Diego Dionisio Luna Alexander (; born 29 December 1979) is a Mexican actor, director, and producer. He is known for his portrayal of Cassian Andor in Rogue One: A Star Wars Story and the Disney+ series Andor.

Following an early career in Mexican telenovelas, he had his breakthrough in the critically acclaimed 2001 film Y tu mamá también. During the 2000s, he appeared in both Mexican and American films including Frida, Open Range, Dirty Dancing: Havana Nights, The Terminal, Criminal, Milk, Sólo quiero caminar, and Rudo y Cursi. In the 2010s, he co-starred in a variety of films like the sci-fi Elysium, comedy Casa de mi Padre, and the animated musical The Book of Life, before starring as Andor in 2016's Rogue One, a role he reprises in the 2022 Disney+ series of the same name. From 2018 to 2020, he starred as the drug trafficker Miguel Ángel Félix Gallardo in Narcos: Mexico.

Throughout his career, he has appeared in Mexican theater productions and produced a number of film and television projects, many with his close collaborator Gael García Bernal. Since 2010, he has directed three feature films: Abel, Cesar Chavez, and Mr. Pig. He is the creator and director of the 2013 Fusion TV docu-series Back Home, his Amazon Studios talk show Pan y Circo, which premiered in 2020, and the 2021 Netflix scripted series .

Early life
Luna was born in Toluca and raised in Mexico City. His mother, Fiona Alexander, was a British costume designer of Scottish and English descent. She died in a car accident when Luna was two years old. His father, Alejandro Luna, was a theater, film, and opera set designer.  He has an older sister. Luna and his frequent co-star Gael García Bernal have been friends from infancy. Their mothers were friends.

Career

Acting 
Luna acted in his first play at age seven. As a child actor, he appeared in several telenovelas and films. In 1992, he had arcs on Televisa's El abuelo y yo and Ángeles sin paraíso. As a teenager, Luna was part of the main casts of El premio mayor (1995–1996) and La vida en el espejo (1999–2000), playing the main characters' son; he also starred in the films Un hilito de sangre (A Trickle of Blood; 1995), El cometa (The Comet; 1999), and Un dulce olor a muerte (A Sweet Scent of Death; 1995), all which made him a teen star. He had small roles in the films Todo el poder (Gimme the Power; 2000) and Before Night Falls (2000), Luna's first international film.

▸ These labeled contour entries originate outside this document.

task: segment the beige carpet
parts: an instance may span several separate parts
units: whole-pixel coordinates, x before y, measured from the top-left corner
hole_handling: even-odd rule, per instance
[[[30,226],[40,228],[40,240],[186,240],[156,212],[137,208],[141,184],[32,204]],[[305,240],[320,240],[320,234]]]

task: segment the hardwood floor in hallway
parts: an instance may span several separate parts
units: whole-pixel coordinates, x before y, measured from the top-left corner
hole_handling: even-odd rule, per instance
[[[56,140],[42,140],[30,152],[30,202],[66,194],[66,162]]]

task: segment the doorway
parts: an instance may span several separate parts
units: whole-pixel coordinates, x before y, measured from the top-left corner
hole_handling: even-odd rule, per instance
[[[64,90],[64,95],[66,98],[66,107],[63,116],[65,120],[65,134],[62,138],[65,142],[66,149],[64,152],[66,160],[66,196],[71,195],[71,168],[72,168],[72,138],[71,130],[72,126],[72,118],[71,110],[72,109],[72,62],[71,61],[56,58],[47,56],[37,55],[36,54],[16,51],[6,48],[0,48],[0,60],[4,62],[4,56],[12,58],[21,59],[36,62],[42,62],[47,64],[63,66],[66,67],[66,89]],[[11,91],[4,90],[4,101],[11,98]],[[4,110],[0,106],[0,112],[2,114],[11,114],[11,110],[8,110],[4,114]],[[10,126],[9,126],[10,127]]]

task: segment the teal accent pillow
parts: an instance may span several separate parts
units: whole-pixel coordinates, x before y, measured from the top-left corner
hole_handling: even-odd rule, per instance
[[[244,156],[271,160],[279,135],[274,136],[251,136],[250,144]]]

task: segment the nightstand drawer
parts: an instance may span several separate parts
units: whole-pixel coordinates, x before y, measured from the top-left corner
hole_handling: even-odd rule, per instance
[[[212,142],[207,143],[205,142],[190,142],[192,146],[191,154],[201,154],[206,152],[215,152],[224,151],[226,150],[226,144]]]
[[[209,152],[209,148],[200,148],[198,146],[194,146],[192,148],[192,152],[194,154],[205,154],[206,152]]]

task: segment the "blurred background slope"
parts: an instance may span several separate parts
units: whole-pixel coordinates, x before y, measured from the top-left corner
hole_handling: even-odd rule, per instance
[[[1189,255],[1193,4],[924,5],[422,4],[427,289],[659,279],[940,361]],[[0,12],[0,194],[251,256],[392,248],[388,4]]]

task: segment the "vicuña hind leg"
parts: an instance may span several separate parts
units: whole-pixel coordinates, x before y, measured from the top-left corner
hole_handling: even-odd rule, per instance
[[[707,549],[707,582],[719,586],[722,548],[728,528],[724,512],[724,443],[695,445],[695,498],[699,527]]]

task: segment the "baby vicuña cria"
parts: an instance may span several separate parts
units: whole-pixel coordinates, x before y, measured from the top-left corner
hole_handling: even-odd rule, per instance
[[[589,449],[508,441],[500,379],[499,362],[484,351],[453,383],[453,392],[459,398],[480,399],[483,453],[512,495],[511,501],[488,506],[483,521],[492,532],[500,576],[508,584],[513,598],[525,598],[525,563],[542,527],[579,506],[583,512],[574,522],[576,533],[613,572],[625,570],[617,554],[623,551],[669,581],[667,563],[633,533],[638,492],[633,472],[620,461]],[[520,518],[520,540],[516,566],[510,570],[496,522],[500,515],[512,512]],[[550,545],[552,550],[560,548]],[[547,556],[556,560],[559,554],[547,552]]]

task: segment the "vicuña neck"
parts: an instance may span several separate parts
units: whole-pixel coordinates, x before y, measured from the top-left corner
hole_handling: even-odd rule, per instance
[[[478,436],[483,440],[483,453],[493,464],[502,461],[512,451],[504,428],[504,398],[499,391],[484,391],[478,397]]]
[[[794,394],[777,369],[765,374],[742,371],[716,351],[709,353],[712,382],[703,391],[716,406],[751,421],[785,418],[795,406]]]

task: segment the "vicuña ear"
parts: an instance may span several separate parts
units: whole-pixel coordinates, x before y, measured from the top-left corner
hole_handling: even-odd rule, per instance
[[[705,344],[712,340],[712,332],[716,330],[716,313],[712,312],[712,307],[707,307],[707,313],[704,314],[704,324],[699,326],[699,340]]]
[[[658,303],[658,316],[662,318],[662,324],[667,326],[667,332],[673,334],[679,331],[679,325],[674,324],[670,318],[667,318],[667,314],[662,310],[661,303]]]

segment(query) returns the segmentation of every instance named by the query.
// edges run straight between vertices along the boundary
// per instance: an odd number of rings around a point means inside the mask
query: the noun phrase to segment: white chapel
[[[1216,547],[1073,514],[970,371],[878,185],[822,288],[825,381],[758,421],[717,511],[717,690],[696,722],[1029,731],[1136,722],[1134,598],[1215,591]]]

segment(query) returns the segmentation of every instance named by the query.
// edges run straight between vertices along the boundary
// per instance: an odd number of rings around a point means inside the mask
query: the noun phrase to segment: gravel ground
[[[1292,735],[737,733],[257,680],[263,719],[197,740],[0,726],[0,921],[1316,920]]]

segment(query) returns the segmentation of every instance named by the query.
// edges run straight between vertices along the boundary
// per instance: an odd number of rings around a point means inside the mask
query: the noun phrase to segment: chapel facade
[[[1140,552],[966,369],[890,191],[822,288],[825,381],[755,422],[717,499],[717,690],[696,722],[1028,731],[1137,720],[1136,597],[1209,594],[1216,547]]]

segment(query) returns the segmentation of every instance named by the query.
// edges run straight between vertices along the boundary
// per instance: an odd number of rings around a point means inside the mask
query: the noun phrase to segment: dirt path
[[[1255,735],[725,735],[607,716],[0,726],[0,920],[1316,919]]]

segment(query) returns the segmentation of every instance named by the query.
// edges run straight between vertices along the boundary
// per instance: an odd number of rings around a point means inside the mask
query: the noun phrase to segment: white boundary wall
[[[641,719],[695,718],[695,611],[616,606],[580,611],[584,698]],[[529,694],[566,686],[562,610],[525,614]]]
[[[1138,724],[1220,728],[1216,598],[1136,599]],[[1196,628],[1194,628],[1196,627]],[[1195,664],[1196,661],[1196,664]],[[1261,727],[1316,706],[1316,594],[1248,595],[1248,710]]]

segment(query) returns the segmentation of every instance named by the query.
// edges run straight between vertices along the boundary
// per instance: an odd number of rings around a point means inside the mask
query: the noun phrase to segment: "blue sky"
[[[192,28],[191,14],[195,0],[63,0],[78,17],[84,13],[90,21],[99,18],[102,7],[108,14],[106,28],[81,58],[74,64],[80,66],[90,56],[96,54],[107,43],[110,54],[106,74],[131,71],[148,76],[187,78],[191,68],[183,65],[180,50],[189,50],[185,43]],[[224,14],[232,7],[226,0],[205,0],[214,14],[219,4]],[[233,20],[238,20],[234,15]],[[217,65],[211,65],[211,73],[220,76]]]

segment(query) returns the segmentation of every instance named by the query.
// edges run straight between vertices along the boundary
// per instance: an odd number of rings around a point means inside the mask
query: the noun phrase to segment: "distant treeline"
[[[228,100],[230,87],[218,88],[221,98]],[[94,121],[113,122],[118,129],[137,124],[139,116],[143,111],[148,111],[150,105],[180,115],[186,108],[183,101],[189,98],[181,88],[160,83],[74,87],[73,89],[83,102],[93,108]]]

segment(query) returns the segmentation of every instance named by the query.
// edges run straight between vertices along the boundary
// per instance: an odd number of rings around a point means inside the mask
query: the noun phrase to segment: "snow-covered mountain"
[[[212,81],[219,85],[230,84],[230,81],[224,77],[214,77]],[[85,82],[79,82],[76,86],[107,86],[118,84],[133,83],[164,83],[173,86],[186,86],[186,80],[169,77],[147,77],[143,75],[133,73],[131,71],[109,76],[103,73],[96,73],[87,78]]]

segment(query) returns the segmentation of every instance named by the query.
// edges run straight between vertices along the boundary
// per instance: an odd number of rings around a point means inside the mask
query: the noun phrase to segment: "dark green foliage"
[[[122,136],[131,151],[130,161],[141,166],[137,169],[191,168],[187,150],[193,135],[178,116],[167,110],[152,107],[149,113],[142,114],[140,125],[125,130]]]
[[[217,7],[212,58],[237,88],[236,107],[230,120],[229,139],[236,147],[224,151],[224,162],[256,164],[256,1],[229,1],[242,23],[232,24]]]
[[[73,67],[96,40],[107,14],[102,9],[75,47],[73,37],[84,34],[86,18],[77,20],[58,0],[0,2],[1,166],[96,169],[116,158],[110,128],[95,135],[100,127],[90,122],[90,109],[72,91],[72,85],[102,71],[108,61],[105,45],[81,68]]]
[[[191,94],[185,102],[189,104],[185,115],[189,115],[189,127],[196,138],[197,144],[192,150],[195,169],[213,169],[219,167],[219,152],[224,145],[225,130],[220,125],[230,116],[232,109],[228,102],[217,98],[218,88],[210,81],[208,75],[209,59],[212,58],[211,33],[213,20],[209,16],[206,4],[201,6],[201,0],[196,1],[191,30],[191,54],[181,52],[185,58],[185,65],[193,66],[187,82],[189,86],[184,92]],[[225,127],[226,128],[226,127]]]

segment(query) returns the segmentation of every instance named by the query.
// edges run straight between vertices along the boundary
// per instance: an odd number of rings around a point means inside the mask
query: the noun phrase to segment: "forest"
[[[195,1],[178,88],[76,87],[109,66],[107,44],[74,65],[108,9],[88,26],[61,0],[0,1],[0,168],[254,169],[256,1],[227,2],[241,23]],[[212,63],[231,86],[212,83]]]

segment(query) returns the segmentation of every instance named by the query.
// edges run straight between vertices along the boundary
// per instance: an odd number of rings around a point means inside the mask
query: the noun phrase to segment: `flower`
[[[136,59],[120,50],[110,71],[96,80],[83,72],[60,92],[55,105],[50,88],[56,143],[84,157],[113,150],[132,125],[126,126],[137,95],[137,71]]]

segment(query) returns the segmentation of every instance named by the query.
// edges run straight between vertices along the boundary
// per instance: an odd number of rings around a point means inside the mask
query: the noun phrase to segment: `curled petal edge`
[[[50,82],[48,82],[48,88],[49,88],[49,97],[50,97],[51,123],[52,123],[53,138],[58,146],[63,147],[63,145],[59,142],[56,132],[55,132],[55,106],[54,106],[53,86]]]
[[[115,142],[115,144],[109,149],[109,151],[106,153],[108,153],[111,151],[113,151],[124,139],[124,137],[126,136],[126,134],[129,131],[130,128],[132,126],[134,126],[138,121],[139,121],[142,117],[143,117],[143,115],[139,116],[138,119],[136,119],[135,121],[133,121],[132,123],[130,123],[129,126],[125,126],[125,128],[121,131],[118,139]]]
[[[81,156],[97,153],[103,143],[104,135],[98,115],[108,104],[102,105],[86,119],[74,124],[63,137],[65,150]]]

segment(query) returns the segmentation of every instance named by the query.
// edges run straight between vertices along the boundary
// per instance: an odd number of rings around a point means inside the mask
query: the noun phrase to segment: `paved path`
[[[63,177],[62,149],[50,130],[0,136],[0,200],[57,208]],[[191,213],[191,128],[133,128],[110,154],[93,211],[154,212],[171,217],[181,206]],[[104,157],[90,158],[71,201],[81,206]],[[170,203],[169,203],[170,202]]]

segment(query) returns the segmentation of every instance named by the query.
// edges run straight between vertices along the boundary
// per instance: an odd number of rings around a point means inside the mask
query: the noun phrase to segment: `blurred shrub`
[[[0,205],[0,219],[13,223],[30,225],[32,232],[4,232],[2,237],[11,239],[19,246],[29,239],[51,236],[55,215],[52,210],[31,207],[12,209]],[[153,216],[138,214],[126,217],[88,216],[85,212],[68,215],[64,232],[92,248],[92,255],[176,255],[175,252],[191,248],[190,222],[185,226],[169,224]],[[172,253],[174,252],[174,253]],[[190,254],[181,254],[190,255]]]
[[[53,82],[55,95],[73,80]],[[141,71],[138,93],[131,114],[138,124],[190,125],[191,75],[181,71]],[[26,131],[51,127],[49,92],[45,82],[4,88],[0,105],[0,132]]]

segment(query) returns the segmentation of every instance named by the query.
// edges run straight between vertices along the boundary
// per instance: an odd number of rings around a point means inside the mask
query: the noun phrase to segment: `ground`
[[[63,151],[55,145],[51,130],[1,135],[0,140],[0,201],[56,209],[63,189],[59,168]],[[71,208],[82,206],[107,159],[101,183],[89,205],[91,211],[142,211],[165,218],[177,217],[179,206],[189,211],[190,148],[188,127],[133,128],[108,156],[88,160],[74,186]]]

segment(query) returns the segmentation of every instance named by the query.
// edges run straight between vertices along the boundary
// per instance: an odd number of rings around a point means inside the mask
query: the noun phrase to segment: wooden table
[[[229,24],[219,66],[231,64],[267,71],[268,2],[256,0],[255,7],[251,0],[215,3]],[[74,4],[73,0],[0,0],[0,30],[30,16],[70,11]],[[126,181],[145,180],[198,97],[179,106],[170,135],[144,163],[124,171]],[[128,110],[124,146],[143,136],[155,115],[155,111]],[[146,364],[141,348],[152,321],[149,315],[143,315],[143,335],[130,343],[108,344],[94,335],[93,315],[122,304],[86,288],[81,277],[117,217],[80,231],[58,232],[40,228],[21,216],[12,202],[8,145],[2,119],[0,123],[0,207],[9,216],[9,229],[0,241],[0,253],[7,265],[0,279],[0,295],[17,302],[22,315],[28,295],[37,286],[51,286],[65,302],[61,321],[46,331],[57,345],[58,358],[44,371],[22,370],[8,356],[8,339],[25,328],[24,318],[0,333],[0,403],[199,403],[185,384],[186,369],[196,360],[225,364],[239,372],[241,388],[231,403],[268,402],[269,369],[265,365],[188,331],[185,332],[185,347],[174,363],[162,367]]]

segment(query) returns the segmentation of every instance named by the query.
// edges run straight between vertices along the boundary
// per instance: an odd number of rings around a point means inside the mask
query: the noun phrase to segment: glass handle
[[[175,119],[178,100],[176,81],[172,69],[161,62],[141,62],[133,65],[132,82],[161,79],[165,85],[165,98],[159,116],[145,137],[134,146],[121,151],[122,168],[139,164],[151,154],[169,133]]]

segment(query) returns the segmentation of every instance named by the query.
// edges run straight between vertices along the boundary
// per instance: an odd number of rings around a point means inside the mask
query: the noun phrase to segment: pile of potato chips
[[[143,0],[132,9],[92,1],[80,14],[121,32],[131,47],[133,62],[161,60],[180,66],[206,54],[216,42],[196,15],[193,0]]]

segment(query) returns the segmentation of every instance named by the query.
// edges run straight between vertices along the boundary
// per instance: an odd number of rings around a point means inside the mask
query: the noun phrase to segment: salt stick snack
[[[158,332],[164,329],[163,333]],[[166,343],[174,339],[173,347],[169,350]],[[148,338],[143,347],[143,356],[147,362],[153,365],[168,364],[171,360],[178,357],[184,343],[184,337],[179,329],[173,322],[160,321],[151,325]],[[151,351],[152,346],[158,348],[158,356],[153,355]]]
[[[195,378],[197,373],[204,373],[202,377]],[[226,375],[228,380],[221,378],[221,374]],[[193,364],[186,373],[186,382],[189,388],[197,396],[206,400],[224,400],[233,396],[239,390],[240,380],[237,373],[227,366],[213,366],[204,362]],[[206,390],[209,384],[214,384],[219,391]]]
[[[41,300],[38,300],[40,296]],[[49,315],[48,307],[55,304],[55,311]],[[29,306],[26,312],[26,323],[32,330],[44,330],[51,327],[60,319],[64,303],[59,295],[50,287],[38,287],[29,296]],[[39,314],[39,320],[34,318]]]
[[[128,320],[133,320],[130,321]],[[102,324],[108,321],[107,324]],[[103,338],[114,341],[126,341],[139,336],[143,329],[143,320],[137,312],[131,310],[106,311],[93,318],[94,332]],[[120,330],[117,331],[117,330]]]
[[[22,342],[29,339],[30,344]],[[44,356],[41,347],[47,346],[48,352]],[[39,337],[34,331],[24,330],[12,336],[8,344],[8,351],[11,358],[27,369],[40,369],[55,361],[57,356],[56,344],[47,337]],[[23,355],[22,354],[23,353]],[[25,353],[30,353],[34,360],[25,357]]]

Luna starred as Tenoch Iturbide alongside Gael García Bernal in Y tu mamá también (2001), a Mexican road trip film directed by Alfonso Cuarón. A critical and box office success, the role brought him international stardom. The film was the beginning series of high-profile collaborations with childhood friend García Bernal, with whom he would costar in several films and go on to establish Canana Films. For these roles and others, the two are considered to be faces of the Nuevo Cine Mexicano film movement.

In the following two years, Luna acted in Mexican films along with English-language productions like the miniseries Fidel, Vampires: Los Muertos, the Kevin Costner western Open Range, and the Academy Award-winning Frida. He starred in the 2003 film Nicotina, which was critically and commercially successful in Mexico. 2004 was a significant year for Luna as he starred in Steven Spielberg's The Terminal alongside Tom Hanks, the Dirty Dancing: Havana Nights (a Cuban-based reimagining of Dirty Dancing), and the indie crime film Criminal opposite John C. Reilly. He subsequently had starring roles in the films Fade to Black (2006) and Harmony Korine's Mister Lonely (2007), and also appeared in the critically acclaimed biopic Milk (2008). In Spanish-language film, he starred in Sólo Dios sabe opposite Alice Braga (Only God Knows; 2006), crime thriller Solo quiero caminar (Walking Vengeance; 2008)—for which he was nominated for a Goya Award—and the soccer comedy Rudo y Cursi (2008), one of the highest grossing Mexican films of all time.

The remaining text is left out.